A really good looking job can be time consuming, and requires a certain level of investment on the part of the photographer, that one hopes can be absorbed by the client or amortized over many clients!

woodsie
31st of March 2007 (Sat), 17:16
I have had some success with using a on camera flash as the primary light source and then a secondary slave flash (or more) to light up parts of the room that the primary flash doesn't reach. The slave flash doesn't have to be an expensive new one, as long as it has a manual mode on it. I tend to run the secondary flashes a stop lower than the primary so that the shadows still look natural. The tricky bit is to place the slave flashes so that they don't show up in the shot.

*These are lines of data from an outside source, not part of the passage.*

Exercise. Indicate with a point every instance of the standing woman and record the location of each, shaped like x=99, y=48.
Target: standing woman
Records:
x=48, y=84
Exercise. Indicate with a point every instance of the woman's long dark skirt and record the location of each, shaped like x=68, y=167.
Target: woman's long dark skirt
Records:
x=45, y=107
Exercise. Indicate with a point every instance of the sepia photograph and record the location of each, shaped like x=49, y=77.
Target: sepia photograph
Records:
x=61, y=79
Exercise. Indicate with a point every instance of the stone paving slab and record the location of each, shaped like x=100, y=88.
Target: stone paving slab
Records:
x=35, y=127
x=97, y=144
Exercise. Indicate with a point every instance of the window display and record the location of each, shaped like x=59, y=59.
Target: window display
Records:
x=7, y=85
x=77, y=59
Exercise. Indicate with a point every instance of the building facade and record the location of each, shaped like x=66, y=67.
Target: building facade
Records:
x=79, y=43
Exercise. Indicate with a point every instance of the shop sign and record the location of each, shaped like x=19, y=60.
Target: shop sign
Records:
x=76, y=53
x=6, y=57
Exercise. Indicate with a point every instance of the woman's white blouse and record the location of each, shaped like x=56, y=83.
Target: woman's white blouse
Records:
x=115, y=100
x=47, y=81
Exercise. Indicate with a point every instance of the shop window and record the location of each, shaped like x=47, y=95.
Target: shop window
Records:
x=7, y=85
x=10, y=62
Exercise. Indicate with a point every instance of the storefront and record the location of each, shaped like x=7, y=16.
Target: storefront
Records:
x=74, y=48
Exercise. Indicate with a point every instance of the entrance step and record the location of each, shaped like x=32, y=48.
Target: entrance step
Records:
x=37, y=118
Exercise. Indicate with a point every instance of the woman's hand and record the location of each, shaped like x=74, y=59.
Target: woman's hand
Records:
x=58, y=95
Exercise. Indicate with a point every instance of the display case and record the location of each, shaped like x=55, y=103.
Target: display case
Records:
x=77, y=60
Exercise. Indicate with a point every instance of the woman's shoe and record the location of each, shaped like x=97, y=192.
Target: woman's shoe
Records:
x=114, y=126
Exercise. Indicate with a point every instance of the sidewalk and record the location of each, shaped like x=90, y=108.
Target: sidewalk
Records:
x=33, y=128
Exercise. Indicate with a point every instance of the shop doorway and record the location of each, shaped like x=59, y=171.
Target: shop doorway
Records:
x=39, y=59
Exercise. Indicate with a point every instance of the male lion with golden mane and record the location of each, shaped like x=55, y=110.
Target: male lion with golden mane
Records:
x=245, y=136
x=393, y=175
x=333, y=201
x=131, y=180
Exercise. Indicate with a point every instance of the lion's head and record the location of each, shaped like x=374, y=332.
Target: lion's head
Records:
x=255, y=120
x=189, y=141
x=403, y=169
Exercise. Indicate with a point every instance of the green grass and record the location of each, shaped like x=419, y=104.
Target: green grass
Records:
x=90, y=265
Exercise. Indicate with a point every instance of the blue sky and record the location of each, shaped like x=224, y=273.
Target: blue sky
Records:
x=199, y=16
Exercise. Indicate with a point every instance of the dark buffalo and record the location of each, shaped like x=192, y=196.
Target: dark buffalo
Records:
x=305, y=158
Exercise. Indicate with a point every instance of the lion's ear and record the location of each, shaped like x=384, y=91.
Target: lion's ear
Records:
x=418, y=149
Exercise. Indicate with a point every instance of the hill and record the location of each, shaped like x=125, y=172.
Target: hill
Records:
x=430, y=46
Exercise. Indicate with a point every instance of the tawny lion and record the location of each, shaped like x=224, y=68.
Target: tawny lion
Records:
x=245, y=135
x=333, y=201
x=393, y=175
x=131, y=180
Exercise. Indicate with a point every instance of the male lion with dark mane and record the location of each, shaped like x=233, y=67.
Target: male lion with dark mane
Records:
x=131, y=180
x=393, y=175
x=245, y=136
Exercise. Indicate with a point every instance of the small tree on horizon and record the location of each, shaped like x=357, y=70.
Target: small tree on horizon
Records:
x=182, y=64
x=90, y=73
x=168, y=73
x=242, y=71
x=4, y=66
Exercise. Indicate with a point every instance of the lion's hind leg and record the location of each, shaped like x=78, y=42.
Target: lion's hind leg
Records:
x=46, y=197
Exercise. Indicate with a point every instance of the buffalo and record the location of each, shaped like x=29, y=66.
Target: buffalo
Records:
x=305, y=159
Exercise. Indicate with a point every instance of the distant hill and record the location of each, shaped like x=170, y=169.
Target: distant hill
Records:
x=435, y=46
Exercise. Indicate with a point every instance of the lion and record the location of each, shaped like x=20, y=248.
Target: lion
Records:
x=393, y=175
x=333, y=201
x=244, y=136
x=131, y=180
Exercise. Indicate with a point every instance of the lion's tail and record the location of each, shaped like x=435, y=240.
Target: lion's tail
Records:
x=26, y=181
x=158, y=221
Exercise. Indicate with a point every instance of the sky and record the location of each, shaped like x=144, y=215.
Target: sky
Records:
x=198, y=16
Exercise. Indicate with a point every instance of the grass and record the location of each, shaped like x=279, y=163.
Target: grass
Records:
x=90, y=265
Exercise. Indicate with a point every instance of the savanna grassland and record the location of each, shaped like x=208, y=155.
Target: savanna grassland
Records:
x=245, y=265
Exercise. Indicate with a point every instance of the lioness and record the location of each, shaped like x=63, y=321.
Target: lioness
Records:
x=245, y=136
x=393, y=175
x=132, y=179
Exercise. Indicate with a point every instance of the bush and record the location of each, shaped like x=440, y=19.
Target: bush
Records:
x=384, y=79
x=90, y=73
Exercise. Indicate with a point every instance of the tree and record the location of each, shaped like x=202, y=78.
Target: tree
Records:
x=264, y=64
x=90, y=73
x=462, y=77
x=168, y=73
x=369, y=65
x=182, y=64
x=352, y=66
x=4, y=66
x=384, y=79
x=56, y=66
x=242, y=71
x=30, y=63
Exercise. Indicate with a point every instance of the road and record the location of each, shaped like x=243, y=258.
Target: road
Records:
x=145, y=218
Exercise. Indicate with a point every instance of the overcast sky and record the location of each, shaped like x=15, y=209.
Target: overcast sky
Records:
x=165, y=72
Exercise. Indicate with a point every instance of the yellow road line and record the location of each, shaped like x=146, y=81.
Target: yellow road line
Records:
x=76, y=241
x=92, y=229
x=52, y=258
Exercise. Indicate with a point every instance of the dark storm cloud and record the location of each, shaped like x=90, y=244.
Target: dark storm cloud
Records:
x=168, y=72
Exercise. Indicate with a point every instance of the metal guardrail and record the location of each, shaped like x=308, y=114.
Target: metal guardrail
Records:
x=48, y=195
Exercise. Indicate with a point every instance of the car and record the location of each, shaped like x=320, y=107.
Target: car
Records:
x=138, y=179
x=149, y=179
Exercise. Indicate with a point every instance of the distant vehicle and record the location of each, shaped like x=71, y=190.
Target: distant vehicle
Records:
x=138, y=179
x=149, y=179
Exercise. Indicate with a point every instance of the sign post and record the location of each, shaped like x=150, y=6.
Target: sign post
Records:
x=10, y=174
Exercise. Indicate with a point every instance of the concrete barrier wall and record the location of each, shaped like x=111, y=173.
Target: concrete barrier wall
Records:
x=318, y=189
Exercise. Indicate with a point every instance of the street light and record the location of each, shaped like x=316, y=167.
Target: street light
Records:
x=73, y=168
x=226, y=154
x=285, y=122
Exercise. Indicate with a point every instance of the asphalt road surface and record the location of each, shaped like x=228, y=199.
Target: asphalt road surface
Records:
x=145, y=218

To stop windows blowing out I will take a light reading from the window then balance the rest of the lighting so that the window is about a stop under exposed. But obviously if you don't want to show what is out the window then dramatically under or over exposing the window makes sense.

Here is a quick one I did a few weeks ago.
http://woodsie.smugmug.com/photos/134884436-L.jpg

Slave flash set around the corner to the left. Obvious mistakes including using too wide an angle lense causing obvious distortion on the left, and reflection of the primary lens in the window. But it served the purpose I took this shot for at the time.